Air-based sputtering deposition of TiN(O)/a-TiNxOy multilayer films for enhanced mechanical properties and corrosion resistance

Abstract

Extensive research has explored multilayer films for their distinctive mechanical and functional properties. This study employs an air-based sputtering technique, using air as a reactive gas under low vacuum conditions, to produce TiN(O)/a-TiNxOy multilayer films. By alternately adjusting the air/Ar flow ratios, the multilayer films with various modulation periods were created. The crystalline TiN(O)/amorphous TiNxOy multilayered structure was confirmed via cross-sectional microscopy and electron energy loss spectroscopy images and mappings. Hardness (H) and elastic modulus (E) initially increased, peaked, and then decreased with the modulation period, reaching a maximum hardness of 31.2 GPa and an elastic modulus of 343 GPa. The enhancements may be attributed to internal compressive stress, interface strain effects, and the inhibition of dislocation propagation throughout the films. Higher H/E ratios (0.09–0.11) and H3/E2 ratios (0.23–0.28 GPa) suggest enhanced resistance to elastic and plastic deformation, surpassing those of single-layered TiN(O). This enhancement is primarily attributed to the hard/soft multilayer design.

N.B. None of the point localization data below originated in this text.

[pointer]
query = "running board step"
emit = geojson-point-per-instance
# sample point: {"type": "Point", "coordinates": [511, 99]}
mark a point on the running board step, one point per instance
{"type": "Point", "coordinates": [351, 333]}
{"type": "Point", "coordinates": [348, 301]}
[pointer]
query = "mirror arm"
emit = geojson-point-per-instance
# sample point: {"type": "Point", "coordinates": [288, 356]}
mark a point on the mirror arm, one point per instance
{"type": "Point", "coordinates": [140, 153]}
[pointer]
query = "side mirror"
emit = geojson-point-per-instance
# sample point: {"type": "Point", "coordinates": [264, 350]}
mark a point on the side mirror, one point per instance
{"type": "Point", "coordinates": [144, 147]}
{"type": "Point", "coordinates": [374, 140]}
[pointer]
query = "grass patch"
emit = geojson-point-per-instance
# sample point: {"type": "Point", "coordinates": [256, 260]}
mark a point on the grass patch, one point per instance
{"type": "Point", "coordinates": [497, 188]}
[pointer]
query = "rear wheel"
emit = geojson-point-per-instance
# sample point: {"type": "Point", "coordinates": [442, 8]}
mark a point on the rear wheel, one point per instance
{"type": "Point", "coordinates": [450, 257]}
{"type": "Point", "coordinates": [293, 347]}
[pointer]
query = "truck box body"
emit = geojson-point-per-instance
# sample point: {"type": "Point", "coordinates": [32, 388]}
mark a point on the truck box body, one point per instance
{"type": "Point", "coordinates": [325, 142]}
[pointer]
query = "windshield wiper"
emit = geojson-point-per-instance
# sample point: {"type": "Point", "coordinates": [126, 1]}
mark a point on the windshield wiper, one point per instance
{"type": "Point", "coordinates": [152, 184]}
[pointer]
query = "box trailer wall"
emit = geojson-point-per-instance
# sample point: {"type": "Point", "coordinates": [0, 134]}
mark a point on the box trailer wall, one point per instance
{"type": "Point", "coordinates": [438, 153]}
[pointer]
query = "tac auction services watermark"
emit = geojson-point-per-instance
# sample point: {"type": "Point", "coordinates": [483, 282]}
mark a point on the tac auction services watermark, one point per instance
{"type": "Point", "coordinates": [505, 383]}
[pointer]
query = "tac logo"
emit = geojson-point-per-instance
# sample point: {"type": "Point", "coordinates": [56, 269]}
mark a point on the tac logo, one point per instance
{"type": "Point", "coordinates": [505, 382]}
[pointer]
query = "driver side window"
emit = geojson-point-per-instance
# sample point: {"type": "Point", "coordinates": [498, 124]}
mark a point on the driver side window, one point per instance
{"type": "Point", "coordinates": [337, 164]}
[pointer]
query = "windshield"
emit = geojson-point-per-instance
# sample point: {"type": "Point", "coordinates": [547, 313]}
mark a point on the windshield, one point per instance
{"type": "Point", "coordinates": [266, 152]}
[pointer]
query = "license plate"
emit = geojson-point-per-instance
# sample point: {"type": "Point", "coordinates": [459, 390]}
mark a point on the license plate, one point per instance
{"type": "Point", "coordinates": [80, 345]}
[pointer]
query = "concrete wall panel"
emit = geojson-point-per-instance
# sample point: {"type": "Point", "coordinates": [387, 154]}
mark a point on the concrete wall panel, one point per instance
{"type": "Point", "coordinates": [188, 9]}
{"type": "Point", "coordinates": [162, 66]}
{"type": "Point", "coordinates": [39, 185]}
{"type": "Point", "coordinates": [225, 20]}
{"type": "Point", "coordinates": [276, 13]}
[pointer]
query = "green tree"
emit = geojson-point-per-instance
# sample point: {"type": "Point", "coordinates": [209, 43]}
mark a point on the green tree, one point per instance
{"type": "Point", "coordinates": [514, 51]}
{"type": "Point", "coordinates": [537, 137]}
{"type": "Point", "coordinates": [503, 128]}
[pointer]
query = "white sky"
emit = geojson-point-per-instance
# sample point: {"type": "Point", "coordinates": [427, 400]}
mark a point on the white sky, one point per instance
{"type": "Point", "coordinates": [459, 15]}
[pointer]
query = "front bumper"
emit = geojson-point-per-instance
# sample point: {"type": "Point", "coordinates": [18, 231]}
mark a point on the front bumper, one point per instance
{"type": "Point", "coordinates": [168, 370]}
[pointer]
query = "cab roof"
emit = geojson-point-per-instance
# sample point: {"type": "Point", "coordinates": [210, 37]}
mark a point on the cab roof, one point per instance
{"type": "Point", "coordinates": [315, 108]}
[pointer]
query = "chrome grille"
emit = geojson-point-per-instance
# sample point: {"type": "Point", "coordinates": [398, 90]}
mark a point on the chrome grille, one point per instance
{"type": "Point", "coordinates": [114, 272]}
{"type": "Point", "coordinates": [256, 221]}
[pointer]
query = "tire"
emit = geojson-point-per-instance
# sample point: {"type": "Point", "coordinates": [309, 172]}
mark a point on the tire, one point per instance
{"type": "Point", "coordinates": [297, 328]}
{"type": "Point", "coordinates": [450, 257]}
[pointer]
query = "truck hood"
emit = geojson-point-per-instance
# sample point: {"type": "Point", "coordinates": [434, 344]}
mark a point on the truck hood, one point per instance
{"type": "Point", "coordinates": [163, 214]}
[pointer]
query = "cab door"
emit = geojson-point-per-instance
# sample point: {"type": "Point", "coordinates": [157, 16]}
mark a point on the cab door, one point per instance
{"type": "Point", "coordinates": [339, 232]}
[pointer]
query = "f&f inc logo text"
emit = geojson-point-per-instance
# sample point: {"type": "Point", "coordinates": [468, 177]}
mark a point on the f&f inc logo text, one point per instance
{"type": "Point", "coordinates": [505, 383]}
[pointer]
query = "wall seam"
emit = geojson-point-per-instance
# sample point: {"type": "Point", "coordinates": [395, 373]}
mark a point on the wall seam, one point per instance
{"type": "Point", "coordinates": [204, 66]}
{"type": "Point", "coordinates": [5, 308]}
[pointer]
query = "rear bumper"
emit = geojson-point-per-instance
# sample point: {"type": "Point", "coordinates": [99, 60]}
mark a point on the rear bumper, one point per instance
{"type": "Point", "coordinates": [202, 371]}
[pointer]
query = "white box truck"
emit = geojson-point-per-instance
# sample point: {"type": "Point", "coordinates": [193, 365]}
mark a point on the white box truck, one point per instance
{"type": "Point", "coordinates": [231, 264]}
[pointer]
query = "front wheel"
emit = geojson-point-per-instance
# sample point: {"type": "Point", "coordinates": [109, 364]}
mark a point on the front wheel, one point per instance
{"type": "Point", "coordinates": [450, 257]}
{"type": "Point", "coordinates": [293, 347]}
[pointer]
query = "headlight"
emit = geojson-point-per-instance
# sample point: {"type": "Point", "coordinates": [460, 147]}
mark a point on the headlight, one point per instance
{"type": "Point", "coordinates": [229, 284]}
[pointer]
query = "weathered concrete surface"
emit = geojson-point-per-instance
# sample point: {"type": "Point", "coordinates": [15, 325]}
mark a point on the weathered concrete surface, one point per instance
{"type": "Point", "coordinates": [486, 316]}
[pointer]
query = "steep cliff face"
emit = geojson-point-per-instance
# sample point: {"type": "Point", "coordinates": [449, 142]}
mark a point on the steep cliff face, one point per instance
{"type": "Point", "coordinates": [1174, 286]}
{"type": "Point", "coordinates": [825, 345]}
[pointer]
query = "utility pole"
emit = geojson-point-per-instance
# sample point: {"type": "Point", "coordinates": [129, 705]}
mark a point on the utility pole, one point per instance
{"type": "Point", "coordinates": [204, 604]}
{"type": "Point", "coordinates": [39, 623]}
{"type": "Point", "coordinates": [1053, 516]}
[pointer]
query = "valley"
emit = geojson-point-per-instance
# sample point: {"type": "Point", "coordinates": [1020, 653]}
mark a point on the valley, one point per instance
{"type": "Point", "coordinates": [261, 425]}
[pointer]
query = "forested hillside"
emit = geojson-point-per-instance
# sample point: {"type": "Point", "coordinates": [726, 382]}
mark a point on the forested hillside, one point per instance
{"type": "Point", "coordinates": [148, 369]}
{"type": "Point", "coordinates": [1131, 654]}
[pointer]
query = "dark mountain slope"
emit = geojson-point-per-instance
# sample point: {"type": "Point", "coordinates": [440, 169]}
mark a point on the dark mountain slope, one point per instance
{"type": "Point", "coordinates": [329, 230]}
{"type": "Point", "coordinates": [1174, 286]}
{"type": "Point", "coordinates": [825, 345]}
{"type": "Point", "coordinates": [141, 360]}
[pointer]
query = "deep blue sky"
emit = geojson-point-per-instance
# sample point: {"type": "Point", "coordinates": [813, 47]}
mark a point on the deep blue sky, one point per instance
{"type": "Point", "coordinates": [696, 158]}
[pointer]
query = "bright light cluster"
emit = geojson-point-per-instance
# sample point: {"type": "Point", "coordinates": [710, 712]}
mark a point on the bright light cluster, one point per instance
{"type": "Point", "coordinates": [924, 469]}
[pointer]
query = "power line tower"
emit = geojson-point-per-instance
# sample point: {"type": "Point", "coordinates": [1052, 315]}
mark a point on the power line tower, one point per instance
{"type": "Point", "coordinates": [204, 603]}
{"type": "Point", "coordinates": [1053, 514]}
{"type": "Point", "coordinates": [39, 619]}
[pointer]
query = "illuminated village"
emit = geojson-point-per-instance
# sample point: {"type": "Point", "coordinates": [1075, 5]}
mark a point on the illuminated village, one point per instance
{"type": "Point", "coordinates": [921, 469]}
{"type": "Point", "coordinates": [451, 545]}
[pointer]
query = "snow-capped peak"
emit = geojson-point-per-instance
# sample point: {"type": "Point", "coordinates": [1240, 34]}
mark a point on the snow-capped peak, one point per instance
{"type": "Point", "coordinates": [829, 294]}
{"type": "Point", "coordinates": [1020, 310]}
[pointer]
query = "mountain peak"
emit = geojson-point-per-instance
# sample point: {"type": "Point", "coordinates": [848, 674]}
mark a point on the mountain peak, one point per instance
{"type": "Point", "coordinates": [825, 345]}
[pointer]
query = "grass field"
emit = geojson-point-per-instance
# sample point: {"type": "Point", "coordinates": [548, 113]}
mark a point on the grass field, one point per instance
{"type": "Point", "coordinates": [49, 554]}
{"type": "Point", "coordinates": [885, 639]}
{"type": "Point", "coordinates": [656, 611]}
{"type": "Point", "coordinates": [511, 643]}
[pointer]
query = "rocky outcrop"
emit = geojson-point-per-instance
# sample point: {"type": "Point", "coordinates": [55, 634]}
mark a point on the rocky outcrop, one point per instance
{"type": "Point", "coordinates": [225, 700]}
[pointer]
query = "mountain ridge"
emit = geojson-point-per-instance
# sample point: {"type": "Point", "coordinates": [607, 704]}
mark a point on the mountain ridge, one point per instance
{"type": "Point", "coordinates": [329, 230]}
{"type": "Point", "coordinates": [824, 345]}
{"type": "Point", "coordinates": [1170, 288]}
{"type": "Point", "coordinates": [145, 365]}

Potentiodynamic polarization tests revealed improved corrosion resistance with decreasing modulation period, reaching optimal values Ecorr at −0.089 V and Icorr at 0.272 μA/cm2. This improvement is mainly ascribed to the multilayer design, which inhibits direct corrosion through grain boundaries. This air-based sputtering technique offers a facile approach for producing complex multilayer films, promising enhanced mechanical properties and corrosion resistance of coatings for various applications.